Over the course of the two-year project, LHU students will have the opportunity to conduct research on an array of topics related to contaminant biology and the assessment of stream ecosystem health. Data from this project will inform managers on the complex behavior of PFAS, and facilitate the development of potential environmental mitigation strategies.
“This grant will provide exciting research opportunities to LHU students over the course of the project,” said LHU President Dr. Robert Pignatello. “I would like to commend Dr. Spooner for his hard work and for his role in securing this funding that will enable Lock Haven University biology students to build on what they are learning in class and explore real, current and meaningful environmental issues.”
“Hopefully, our project will shed some light on how complex chemicals like PFAS behave in our rivers, lakes and streams,” Spooner said. “The mesocosms used in this study will facilitate numerous student projects on a diverse array of environmental topics for many years after this particular project is completed.”
As part of the project, Spooner and students will construct a series of artificial mesocosms, which are flumes designed to simulate freshwater stream ecosystems.
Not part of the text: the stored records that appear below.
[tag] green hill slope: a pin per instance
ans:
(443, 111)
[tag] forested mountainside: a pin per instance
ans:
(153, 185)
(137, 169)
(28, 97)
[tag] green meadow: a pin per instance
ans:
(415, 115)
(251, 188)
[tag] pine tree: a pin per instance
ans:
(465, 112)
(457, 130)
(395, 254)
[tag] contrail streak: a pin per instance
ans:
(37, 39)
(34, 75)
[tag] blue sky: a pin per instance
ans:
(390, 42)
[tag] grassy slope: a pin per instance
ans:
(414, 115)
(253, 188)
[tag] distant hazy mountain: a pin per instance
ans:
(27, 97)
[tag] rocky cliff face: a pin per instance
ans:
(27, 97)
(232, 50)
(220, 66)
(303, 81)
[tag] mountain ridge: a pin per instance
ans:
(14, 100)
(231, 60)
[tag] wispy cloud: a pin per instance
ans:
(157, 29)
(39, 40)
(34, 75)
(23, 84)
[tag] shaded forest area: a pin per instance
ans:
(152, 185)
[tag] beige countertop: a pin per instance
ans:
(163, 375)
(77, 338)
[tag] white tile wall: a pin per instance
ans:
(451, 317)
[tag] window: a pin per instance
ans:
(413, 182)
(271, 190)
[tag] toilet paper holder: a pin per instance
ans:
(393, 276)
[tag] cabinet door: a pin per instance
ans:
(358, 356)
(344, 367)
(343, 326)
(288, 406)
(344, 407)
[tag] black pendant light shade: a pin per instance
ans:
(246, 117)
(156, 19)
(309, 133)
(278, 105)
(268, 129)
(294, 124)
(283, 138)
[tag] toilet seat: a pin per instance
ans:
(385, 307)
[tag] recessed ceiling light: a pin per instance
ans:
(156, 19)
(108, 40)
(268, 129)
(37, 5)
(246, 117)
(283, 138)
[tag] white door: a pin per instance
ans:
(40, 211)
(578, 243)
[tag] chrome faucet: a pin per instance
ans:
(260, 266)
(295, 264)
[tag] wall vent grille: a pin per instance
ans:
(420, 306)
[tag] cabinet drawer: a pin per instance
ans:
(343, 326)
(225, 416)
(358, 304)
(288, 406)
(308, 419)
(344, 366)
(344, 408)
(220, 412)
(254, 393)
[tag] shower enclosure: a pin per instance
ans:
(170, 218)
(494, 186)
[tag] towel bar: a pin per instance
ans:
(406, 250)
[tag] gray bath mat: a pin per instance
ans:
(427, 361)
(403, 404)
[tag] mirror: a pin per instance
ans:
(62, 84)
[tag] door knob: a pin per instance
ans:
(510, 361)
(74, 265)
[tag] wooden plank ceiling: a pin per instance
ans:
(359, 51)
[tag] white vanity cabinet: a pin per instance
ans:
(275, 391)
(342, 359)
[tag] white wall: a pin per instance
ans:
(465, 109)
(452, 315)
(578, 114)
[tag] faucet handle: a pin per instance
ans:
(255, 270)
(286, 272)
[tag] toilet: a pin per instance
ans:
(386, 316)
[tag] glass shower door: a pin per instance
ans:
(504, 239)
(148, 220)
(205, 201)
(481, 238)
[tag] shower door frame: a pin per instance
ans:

These mesocosms will be housed on LHU’s campus and will consist of fish, invertebrates, and biofilms like algae, fungi and bacteria that occupy different compartments of stream ecosystems.
In addition to examining how organisms respond to PFAS exposure, Spooner and students will also evaluate if fish with different ecological traits have the capacity to augment or curtail the fate of PFAS in stream ecosystems — one of the more interesting facets of the study, according to Spooner.
“These are fairly complex studies that will give students experience in animal husbandry and quantifying metrics of ecosystem health,” Spooner said. “I’m hoping that students will gain some experience designing and implementing experiments.”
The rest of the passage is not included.